Kevin, Hung Wen Lin, PhD

Assistant Professor, Department of Neurology, Director of the Stroke Center for Research, Louisiana State University Health Science Center, Shreveport, LA

Cardiopulmonary arrest is a major cause of death and disability in the US. Cardiac arrest affects up to 325,000 people each year with only a 10% survival rate. The whole-body ischemia following cardiac arrest results in subsequent brain damage resulting in neurological deficits. Our long-term goal is to decrease brain damage by reviving cerebral blood flow and subsequent neurological deficits associated with cardiac arrest. Therefore, it is important to understand the mechanism(s) underlying cardiac arrest -induced brain injury. The importance of identifying regulatory factors that influence cerebral blood flow autoregulation and innovative neuroprotective agents in the context of cardiac arrest is paramount to change the outcomes following cardiac arrest. We previously discovered that PAME [derived from the superior cervical ganglion (SCG)] is a novel vasodilator/neuroprotective agent enhanced in the presence of arginine derivatives. Here, we show that methylation of palmitic acid (i.e. palmitic acid methyl ester, PAME) but not palmitic acid (PA), is necessary to enhance cerebral blood flow, neuroprotection and cognitive function after cardiac arrest.

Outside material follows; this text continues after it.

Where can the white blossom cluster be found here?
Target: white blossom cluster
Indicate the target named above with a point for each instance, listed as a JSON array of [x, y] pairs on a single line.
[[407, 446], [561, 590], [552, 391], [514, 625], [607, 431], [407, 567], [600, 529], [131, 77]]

Methylation, via arginine derivatives, can be regulated by protein arginine methyltransferases (PRMT1-10), which are involved in histone methylation and other post-translational modifications. PRMT8 is localized in the central nervous system with no known function to date. Our data suggest that PRMT8 can methylate PA to form PAME. Additionally, PRMT8 is important to prevent behavioral deficits caused by cardiac arrest-induced hypoperfusion.